# HITACHI Rear Projection/Problem



## Chris724 (Jan 28, 2011)

I picked up a HITACHI Model: 42V515 Rear projection Lcd Tv for like $20...Everything's great except the hole Screen has like a Greenish Yellow tint to it, Any info on this would be really Appreciated Thank You

Edit: I noticed when in Color Management in the Color Decoding menu that i have nice Red & Green colors but there's really no blue at all


----------



## mechman (Feb 8, 2007)

I would guess that the blue lcd panel may be bad. Probably needs a new optical block.


----------



## lcaillo (May 2, 2006)

Probably a good call, mech. It could be something else but blue panel problems are common in most LCD projo sets.


----------



## Chris724 (Jan 28, 2011)

Thanks for the reply's...Is there anything i could do & or check to be certain that that's what the problem is for sure?
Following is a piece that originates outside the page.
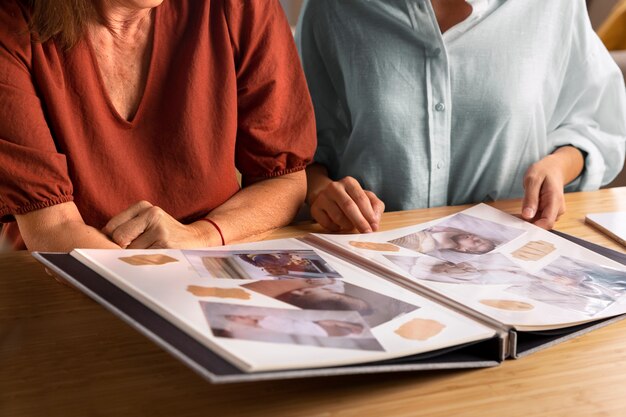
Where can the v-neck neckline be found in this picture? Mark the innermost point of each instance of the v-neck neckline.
(129, 123)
Like i said the picture is perfectly fine it just seems like anything white has that tint to it, But if it is the Optic Block is there anything i could do to fix it or get it repaired without paying a fortune, i have tried to look for one but no luck for that model & is it possible to just replace the Blue lcd panel 

Thanks again...Really Appreciate the info


----------



## mechman (Feb 8, 2007)

Talk to Discount Merchant about the block. It's probably around $200. I seen that they had one in stock for the 42V715. Maybe it's the same. :dontknow:


----------



## Repherb (Sep 30, 2015)

Hi all,

I have bought a Hitachi 42v515 projection TV and this is what I am seeing on the screen:








Does this mean I need a new optical block or a simple cleaning of either the Light Engine prism/mirror or the RGB boards?


----------